System.Net.Quic.QuicException : Connection has been shutdown by transport. Error Code: CONNECTION_REFUSED

however there are more hidden implications:
#55642
we have test fragments like

            ValueTask clientTask = clientConnection.ConnectAsync();
            using QuicConnection serverConnection = await listener.AcceptConnectionAsync();
            await clientTask;

if the connect fails, the AcceptConnectionAsync() would hang forever since the clientTask is not awaited.
There are other reasons why we hang and @stephentoub is helping with the other patterns.

as @ManickaP pointed in #53224
https://github.com/microsoft/msquic/blob/3898b2b88085a478eeb844885ea78daa9b060d06/src/core/stream.c#L207-L211

    if (QuicConnIsClosed(Stream->Connection) ||
        Stream->Flags.Started) {
        Status = QUIC_STATUS_INVALID_STATE;
        goto Exit;
    }

That check is QUIC protocol state. If we get close from peer, there is race condition there.
I correlate this with packet capture and I can that the failed stream/connection got REFUSED message as well.
test-refused.pcapng.zip

This is unpleasant as it is difficult to hook any retry logic to INVALID_STATE.

There may be more to it but this is partially caused by (MS?)QUIC design.
I originally thought there may be some race condition starting the listener but clearly the message is well-formate QUIC.
When I debug the failures, there would be NO callback on the MsQuicListener and the logic happens inside msquic.
@nibanks pointed me to QuicWorkerIsOverloaded and when this is true, listener would refuse to take up more work e.g. accept new connections. There may be other reasons why msquic would refuse new connection.

This is also unpleasant as our tests do stress CPU and we are at point where any test can impact any test.

The text was updated successfully, but these errors were encountered:

ghost · 2021-07-20T03:05:41Z

Tagging subscribers to this area: @dotnet/ncl
See info in area-owners.md if you want to be subscribed.

Issue Details

That can be obvious with

System.Net.Quic.QuicException : Connection has been shutdown by transport.
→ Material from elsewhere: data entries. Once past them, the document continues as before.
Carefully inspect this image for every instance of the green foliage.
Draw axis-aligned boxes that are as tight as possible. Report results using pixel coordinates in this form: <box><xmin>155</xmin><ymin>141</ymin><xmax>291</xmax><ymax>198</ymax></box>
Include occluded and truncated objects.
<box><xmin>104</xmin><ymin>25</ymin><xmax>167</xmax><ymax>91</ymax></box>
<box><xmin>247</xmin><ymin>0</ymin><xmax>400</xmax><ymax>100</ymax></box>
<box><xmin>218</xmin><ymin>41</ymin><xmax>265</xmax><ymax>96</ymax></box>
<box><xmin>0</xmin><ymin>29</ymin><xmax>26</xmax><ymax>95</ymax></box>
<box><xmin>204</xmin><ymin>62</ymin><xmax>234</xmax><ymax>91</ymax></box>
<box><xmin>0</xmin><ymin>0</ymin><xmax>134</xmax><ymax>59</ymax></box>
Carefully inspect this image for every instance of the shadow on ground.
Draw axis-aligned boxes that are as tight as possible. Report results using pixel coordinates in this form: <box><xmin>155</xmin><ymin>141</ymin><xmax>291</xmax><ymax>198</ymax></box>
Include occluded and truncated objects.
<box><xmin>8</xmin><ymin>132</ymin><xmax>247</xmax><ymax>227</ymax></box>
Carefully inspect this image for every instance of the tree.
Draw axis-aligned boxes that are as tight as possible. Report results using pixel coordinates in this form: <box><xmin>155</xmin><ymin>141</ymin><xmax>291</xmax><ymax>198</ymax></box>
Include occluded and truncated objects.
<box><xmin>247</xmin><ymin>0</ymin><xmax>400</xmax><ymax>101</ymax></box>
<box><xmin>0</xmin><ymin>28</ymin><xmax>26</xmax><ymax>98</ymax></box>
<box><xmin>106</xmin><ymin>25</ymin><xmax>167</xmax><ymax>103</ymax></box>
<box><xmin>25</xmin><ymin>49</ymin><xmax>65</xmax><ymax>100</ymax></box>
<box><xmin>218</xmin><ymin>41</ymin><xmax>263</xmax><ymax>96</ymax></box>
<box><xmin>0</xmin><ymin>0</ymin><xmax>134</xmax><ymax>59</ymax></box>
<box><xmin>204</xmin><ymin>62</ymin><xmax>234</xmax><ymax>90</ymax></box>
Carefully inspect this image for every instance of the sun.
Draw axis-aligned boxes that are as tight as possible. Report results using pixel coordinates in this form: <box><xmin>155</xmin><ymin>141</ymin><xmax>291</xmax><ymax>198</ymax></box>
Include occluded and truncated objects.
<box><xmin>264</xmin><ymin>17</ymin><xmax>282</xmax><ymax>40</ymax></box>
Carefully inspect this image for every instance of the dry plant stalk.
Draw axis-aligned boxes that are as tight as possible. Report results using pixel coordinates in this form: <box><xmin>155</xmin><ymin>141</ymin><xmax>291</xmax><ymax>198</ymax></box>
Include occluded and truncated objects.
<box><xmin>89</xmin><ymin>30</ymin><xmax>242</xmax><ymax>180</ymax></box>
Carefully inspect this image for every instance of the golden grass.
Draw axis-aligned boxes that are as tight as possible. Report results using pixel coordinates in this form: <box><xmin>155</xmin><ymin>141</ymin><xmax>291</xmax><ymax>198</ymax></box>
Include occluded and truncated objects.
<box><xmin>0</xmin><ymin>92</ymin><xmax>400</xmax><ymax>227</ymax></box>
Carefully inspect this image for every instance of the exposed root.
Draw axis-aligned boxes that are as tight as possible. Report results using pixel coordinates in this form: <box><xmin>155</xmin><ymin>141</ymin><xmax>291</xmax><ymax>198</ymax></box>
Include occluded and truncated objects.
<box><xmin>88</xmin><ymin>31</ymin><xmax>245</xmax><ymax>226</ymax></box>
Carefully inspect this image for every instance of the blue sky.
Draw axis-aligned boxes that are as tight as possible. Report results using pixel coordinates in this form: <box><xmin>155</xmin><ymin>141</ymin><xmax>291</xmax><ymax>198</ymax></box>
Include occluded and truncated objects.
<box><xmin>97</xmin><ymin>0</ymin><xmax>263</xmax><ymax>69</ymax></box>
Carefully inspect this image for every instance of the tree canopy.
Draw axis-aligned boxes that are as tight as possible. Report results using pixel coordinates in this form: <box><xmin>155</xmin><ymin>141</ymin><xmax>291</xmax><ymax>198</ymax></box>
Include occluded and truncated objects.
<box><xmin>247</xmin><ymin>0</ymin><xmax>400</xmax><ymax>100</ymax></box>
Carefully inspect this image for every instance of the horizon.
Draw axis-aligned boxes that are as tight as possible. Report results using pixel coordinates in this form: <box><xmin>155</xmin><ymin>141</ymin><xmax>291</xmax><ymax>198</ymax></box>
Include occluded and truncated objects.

Error Code: CONNECTION_REFUSED

however there are more hidden implications:
#55642
we have test fragments like

            ValueTask clientTask = clientConnection.ConnectAsync();
            using QuicConnection serverConnection = await listener.AcceptConnectionAsync();
            await clientTask;

if the connect fails, the AcceptConnectionAsync() would hang forever since the clientTask is not awaited.
There are other reasons why we hang and @stephentoub is helping with the other patterns.

as @ManickaP pointed in #53224
https://github.com/microsoft/msquic/blob/3898b2b88085a478eeb844885ea78daa9b060d06/src/core/stream.c#L207-L211

    if (QuicConnIsClosed(Stream->Connection) ||
        Stream->Flags.Started) {
        Status = QUIC_STATUS_INVALID_STATE;
        goto Exit;
    }

That check is QUIC protocol state. If we get close from peer, there is race condition there.
I correlate this with packet capture and I can that the failed stream/connection got REFUSED message as well.
test-refused.pcapng.zip

This is unpleasant as it is difficult to hook any retry logic to INVALID_STATE.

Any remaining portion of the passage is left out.